23 Ocak 2010 Cumartesi

Motosiklet ve Motorculuk Üzerine Değinmeler




   Motorsuz günlerimde düşünmelerim esnasında kafama takılan bazı şeyleri de yazmadan edemiyorum bloga. Daha önce de değindiğim gibi çok uzun süreli bir motosiklet deneyimim var diyemem ama yine daha önce dediğim gibi önemli olan ne kadar süredir motosiklet kullanıldığı değil o sürenin nasıl değerlendirildiğidir düşüncesinde oldum hep. Motosikletimin selesinde olduğum her anı da kendime bir ders gibi görerek sürdüm şimdiye dek motorumu.
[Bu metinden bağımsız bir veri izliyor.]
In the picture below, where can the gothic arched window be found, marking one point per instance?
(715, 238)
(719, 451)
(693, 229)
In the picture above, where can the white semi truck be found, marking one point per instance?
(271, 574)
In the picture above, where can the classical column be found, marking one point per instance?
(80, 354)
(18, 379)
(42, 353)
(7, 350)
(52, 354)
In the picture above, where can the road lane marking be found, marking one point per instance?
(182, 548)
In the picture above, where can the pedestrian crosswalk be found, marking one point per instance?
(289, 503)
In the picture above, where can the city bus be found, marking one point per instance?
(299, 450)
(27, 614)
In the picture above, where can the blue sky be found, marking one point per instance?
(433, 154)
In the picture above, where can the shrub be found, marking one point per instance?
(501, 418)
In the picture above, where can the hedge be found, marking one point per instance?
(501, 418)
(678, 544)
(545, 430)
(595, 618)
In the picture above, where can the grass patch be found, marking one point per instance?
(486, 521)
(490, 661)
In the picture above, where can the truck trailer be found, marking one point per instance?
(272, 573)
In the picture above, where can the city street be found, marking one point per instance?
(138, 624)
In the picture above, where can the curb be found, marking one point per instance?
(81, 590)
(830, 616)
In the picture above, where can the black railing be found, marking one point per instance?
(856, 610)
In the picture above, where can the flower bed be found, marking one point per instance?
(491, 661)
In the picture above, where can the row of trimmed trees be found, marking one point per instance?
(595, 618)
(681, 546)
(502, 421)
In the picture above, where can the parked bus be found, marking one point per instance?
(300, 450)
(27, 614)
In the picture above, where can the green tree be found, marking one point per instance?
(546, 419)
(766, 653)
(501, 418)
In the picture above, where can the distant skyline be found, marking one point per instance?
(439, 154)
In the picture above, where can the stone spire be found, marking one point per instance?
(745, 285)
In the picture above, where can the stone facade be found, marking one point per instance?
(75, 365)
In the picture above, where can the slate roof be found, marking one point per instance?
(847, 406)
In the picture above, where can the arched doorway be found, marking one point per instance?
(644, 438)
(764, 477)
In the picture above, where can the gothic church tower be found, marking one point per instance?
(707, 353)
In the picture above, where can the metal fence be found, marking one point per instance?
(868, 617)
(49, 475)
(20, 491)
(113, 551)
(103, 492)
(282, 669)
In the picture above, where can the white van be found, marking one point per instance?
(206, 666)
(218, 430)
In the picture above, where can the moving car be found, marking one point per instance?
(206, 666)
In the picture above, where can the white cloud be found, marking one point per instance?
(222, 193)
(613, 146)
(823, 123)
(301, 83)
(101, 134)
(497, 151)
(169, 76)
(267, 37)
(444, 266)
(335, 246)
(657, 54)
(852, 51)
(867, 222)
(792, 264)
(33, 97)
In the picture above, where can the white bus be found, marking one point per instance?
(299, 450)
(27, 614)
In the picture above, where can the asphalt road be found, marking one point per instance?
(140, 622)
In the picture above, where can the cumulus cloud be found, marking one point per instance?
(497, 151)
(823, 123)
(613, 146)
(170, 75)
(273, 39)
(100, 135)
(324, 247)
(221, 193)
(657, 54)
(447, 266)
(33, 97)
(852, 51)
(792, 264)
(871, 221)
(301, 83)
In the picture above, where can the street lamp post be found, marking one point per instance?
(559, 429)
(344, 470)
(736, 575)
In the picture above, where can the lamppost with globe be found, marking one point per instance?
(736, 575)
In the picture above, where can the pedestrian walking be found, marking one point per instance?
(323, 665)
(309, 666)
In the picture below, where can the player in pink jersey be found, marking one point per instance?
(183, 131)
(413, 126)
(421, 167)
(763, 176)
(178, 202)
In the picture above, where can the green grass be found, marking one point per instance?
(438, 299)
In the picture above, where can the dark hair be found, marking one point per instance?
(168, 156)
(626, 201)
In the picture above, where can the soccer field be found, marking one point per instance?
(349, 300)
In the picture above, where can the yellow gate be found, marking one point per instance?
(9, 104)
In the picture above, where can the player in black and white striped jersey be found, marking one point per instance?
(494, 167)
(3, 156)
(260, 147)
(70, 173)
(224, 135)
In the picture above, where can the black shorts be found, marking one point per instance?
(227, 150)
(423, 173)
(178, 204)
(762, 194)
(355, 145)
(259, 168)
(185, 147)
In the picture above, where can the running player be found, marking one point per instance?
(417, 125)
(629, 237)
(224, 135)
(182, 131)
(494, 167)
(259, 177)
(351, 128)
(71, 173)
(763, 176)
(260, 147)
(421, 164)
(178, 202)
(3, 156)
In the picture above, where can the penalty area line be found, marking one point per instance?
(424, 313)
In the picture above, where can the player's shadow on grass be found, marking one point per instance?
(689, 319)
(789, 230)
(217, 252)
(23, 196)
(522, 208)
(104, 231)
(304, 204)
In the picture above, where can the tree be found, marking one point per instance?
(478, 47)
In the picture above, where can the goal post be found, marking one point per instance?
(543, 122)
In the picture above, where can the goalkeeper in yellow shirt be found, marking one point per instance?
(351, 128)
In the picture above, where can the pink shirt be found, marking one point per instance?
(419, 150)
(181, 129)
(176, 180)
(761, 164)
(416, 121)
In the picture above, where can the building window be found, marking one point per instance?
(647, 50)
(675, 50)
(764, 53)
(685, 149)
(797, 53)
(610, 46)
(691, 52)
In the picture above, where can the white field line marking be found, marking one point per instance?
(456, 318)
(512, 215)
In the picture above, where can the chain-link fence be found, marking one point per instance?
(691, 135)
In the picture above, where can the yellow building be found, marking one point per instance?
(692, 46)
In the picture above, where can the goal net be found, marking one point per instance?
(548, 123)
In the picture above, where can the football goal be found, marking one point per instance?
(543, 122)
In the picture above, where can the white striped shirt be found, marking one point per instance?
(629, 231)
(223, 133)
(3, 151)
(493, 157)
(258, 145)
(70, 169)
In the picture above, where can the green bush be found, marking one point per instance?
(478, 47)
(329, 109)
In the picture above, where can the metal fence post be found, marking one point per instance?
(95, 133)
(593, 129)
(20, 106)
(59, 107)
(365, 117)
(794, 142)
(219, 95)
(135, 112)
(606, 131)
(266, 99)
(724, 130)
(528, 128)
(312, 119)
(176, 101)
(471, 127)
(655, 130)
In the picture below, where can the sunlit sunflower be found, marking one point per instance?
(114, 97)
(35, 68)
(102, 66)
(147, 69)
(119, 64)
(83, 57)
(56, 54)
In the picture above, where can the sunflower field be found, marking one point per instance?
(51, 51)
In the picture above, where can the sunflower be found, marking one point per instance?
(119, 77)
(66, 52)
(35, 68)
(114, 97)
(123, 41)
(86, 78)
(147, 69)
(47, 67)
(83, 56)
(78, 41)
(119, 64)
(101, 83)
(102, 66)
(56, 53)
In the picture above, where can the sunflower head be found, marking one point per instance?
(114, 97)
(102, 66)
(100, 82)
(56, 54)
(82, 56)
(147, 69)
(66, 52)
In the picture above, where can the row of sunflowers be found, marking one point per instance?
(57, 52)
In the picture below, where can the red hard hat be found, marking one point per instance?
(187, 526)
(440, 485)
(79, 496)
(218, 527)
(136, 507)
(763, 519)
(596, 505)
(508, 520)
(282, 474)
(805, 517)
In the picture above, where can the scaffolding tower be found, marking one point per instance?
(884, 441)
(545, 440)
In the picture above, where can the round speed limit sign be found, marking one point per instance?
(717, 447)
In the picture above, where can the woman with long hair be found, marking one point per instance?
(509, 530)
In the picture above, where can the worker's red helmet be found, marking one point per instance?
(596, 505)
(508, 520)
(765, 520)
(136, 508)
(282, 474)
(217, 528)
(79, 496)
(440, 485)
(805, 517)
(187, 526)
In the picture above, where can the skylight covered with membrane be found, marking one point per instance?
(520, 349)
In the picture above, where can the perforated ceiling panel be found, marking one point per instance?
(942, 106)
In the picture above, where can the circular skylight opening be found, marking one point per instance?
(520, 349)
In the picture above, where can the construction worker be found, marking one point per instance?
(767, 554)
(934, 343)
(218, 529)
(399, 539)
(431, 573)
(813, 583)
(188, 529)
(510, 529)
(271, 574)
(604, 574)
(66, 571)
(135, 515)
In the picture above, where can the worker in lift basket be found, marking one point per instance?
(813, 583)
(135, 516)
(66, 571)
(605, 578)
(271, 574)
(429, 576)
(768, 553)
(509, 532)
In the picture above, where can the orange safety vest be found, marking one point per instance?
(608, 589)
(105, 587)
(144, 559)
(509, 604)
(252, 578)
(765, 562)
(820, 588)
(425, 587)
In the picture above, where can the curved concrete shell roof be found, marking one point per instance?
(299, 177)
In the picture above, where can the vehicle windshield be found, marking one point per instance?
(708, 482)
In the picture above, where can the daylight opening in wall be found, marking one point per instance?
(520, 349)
Ve benim için dersler hala devam ediyor.

    Motosikletten zihinsel olarak olmasa da bedenen uzak kaldığım şu günlerde motosiklete ve motorculuk olayına baktığımda kafama takılan ve "böyle olması çok saçma" ya da "işte budur, tam da böyle olmalı " dediğim pek çok şey oldu, oluyor. Bunlar içinde en tuhafıma giden, bunca bölünmüş bir motosiklet camiası olmasıdır. Özellikle internet ortamında o kadar çok motosiklet sitesine rastlıyorsunuz ki, Türkiye'de motosikletin bulunduğu hali bilmeseniz, bu ülkede motosiklet kültürü inanılmaz gelişmiş durumda  sanabilirsiniz. Oysa kazın ayağı öyle değil. Nüfusun gençliğinin ve dolayısıyla tecrübesizliğinin, hemen her konuda olduğu gibi motosiklet konusunda da aynen göze çarptığını görebilirsiniz, dikkatle bakınca. Motosiklet web sitelerinin forumlarında (ki o sitelerin çoğu sadece forum işlevi görüyor, başka pek bir etkinlikleri yok) dikkati çeken en önemli konu, bırakın motosikleti, hayat tecrübesinden bile fazlasıyla yoksun insanların gereğinden fazla söz söylüyor oluşlarıdır. Kendi adıma rahatlıkla söyleyebilirim ki, üye sayısı onbinleri aşmış bir takım sitelerden sırf bu yüzden uzaklaşmışımdır. Zira öylesine olmayacak yerden yanlış anlayarak size cevaplar yazılıyor ya da saldırılıyor ki, aklınız almıyor. İşin daha da garibi, bu sitelerin (İyi yönetilen artık kurumsallaşmış grup ve siteleri ayrı tutuyorum) pek çoğunun yönetici ve moderatör konumuna getirilmiş üyeleri de, diğer üyelere nasıl davranacağından bihaber, tamamen kişisel kaygılarla hareket ediyorlar. Yine aynen ülkenin genelinde olduğu gibi bu mecrada da demokratik ortamdan ve hakkaniyetten söz etmek çokça mümkün değil ne yazık ki.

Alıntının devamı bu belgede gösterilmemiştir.